The vast majority of papillary thyroid cancers are slow-growing and typically managed successfully with surgery, with or without radioactive iodine treatment. However, for the subset of these cancers that become aggressive, treatment resistant or widely metastatic, there are very few effective therapies.
This challenge spurred a team of researchers at Vanderbilt University Medical Center to seek molecular targets to cripple the antioxidant defense system supporting the proliferation and growth of metastatic papillary thyroid cancer cells.
Led by Naira Baregamian, M.D., an assistant professor of surgery in the Division of Surgical Oncology and Endocrine Surgery, and Sekhar Raja Konjeti, Ph.D., a staff scientist in the Department of Surgery, the team revealed through a series of in vitro studies the enzyme glutathione peroxidase 4 (GPX4) to be a potential therapeutic target.
GPX4, they found, is more highly expressed in thyroid cancer cells than in normal thyroid tissue and contributes to reduced overall survival. They also report that pharmacologic inhibition of GPX4 with the small molecule RSL3 induces ferroptosis, a form of programmed cell death catalyzed by iron.
“GPX4 also appears to play a major role in other tumor systems,” Baregamian said. “Looking for the key to dismantling this effective, potent antioxidant shield in thyroid cancers is very promising and exciting.”
Vanderbilt surgical resident David Hanna, M.D., and medical student Sriram Cyr also contributed to the work, which won a first place award at the 2021 Cancer Research Paper Competition, an annual event hosted by the American College of Surgeons Commission on Cancer and the American Cancer Society.
“When ferroptosis occurs on a broad scale, then you really are weakening the tumor and there is no way for the cancer cells to come back from it.”
Isolating the Target
Oxidative stress is necessary for the production of thyroid hormone; thus, both healthy and malignant thyroid cells live in a highly oxidative environment. Yet, oxidative stress also drives a high rate of ferroptosis, so the growth and survival of both healthy and malignant cells depends on a sophisticated antioxidant system to regulate this environment and temper ferroptosis.
Through metabolomic studies, Baregamian and her team found that malignant thyroid tissues exhibit significant upregulation of these protective antioxidant mechanisms compared to normal thyroid tissues. They also discovered that the enzyme GPX4 is central to this protective function.
“Antioxidants detoxify chemicals like those used in chemotherapy,” Konjeti said. “As we know from other cancers, when tumors have a high antioxidant makeup, this helps them evade the effect of the treatment. GPX4 counters oxidative stress, so it can render our therapies impotent.”
This unveiled a targeted need to understand how GPX4 alters the tumor microenvironment to potentiate therapeutic resistance in thyroid cancers.
“Importantly, when the cells are blocked from utilizing GPX4 to mitigate toxins, you dismantle the antioxidant capacity of the cell – its main line of defense – and ferroptosis may be unleashed,” Konjeti said.
“When ferroptosis occurs on a broad scale, then you really are weakening the tumor and there is no way for the cancer cells to come back from it,” Baregamian said.
RSL3 as GPX4 Disruptor…and More
The team’s search for an inhibitor led them to the small molecule RSL3. In the preclinical models, this molecule was found to profoundly disrupt the function of GPX4. Even when tested it in doses needed to perform effective inhibition, they found that RSL3 spared healthy cells.
The team found yet more to mine from the RSL3 molecule.
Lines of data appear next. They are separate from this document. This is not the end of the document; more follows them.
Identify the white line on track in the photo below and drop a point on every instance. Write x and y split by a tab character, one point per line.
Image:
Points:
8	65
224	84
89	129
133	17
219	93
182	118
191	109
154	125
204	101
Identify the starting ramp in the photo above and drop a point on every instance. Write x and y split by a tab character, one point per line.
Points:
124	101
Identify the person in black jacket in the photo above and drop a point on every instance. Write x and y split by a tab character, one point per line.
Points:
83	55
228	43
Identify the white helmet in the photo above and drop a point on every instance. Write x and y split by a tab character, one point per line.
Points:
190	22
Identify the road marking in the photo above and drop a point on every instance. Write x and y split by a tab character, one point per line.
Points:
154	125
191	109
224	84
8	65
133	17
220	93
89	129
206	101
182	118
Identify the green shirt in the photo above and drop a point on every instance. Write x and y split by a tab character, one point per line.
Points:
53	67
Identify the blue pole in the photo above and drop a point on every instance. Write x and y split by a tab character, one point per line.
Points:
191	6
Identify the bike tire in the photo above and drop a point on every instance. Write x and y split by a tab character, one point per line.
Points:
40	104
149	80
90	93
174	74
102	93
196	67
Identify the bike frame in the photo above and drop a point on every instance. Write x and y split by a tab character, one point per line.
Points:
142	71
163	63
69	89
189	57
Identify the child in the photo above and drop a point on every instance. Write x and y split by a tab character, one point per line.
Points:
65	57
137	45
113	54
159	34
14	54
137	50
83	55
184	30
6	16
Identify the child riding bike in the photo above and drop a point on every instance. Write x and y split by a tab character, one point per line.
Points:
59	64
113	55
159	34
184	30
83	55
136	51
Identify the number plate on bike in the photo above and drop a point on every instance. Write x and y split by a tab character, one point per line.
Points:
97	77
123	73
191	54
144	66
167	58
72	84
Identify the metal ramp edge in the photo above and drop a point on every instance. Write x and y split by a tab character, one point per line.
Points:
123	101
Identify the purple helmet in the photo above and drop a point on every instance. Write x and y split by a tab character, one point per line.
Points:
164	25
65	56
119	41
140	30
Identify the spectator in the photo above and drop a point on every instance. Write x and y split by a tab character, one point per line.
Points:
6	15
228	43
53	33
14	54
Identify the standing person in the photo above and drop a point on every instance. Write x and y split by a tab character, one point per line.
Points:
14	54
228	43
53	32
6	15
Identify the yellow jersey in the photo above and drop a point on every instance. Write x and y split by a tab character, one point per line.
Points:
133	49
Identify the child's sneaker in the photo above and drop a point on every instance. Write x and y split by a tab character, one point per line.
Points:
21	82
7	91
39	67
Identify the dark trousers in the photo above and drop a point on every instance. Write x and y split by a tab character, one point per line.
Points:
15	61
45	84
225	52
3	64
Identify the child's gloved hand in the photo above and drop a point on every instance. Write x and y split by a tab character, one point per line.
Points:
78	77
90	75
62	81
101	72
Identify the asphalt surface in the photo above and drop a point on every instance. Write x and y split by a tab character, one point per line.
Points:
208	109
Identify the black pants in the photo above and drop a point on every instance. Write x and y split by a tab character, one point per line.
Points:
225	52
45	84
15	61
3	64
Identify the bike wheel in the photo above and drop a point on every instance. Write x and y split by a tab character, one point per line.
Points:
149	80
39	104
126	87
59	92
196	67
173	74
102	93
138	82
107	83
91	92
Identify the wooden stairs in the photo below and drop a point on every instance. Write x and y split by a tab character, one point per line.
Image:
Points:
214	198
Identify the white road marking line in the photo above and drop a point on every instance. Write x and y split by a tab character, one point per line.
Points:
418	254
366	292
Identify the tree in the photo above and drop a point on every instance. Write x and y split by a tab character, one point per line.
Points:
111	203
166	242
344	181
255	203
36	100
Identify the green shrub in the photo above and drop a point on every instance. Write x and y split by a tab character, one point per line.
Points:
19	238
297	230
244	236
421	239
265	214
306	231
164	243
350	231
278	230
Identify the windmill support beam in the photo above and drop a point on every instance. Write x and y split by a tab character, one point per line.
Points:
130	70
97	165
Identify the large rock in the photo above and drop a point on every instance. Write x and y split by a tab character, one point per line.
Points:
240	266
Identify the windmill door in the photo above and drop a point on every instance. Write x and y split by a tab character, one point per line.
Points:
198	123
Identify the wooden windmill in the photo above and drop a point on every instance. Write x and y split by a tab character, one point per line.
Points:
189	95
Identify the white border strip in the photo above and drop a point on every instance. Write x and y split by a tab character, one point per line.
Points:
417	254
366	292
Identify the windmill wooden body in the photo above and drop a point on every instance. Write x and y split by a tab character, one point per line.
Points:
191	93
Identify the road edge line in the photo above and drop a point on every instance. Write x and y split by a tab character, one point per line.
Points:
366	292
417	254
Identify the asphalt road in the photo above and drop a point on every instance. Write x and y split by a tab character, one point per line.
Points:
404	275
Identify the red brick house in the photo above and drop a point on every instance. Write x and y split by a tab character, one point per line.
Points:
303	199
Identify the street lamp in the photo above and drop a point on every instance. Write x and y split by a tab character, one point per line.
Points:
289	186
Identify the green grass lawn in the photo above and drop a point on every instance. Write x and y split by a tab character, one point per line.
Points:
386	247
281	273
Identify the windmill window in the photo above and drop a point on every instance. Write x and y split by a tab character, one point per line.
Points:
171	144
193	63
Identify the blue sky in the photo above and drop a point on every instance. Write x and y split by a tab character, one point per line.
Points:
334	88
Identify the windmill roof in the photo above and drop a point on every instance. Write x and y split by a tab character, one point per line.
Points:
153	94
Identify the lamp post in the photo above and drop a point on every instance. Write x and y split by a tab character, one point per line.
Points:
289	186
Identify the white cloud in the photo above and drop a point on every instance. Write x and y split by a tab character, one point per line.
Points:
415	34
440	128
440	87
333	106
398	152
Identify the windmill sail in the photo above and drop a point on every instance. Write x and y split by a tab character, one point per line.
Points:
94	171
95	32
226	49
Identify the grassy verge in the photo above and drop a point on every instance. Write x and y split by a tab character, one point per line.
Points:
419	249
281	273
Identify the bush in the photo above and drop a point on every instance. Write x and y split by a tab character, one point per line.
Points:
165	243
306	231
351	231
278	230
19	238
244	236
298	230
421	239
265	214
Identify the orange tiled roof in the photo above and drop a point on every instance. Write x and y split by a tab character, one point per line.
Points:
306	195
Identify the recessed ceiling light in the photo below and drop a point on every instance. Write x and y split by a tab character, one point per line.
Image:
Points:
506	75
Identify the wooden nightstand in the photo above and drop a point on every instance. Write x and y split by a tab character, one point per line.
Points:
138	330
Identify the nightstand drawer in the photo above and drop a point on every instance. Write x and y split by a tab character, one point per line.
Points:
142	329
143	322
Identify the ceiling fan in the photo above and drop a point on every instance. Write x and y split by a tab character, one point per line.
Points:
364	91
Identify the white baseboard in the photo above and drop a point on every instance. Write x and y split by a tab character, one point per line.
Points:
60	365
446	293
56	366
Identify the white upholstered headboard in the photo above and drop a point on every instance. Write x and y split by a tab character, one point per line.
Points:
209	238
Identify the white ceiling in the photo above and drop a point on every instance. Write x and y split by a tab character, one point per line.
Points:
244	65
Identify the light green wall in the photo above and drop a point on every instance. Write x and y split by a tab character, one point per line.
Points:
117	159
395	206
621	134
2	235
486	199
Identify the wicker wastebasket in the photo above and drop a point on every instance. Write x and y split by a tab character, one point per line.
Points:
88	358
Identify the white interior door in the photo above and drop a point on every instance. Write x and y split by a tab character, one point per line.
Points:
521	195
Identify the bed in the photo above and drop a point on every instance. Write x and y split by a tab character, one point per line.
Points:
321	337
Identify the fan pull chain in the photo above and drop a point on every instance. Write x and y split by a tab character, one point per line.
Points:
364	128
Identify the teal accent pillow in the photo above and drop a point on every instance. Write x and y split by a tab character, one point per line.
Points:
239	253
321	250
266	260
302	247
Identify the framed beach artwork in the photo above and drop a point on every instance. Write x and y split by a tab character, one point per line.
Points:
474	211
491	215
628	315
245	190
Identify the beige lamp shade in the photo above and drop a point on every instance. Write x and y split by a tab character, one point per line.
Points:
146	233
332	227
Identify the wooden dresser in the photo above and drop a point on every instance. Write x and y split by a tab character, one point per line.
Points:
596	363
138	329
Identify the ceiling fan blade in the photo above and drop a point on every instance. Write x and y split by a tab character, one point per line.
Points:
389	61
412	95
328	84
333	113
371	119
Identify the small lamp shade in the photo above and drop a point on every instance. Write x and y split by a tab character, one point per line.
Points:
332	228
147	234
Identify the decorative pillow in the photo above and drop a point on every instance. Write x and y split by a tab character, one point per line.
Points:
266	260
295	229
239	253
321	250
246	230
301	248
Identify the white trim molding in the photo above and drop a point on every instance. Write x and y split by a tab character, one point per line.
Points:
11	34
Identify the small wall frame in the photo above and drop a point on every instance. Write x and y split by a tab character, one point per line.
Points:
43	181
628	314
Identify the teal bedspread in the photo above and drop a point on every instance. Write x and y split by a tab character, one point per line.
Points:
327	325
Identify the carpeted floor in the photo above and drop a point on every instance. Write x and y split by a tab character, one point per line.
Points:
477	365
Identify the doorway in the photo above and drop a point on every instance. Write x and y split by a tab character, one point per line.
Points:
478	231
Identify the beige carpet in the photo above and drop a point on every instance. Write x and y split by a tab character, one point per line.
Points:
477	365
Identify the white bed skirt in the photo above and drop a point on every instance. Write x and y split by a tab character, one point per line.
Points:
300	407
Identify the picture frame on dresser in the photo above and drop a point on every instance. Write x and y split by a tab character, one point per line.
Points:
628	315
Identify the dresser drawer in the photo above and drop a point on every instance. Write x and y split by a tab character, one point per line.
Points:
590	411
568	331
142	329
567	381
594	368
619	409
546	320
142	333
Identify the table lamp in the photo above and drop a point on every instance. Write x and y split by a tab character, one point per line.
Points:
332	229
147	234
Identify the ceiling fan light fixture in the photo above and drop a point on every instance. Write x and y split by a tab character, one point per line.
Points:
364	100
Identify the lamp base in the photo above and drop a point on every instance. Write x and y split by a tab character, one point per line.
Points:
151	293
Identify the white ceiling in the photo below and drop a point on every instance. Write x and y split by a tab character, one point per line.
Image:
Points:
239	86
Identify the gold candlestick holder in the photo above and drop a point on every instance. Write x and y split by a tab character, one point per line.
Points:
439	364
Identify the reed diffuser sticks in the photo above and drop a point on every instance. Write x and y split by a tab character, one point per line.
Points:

The introduction of RSL3 produced not only cell death, but suppression of the mTOR pathway and its downstream signaling proteins.
This is significant because a large percentage of papillary thyroid cancers have BRAF V600E mutations, and these cancers utilize the mTOR pathway to enable the tumor to progress and proliferate. Baregamian says this was a novel finding, as the specific parts of the mTOR pathway that were suppressed by RSL3 are not described in other cancers.
Further, they also found that RSL3 treatment not only led to increased DNA damage, but also incapacitated the DNA damage repair responses within thyroid tumor cells.
Beyond Preclinical Models
Baregamian says next steps are to test RSL3 and similar GPX4-targeting molecules in patient-derived thyroid cancer organoid models and in vivo to gain clear insight.
“We also have a lot of work ahead of us to decipher the impact of GPX4 in therapy-resistant thyroid tumors with diverse mutational signatures,” she said. “Knowing this will allow a precision oncological approach to treating thyroid tumors.”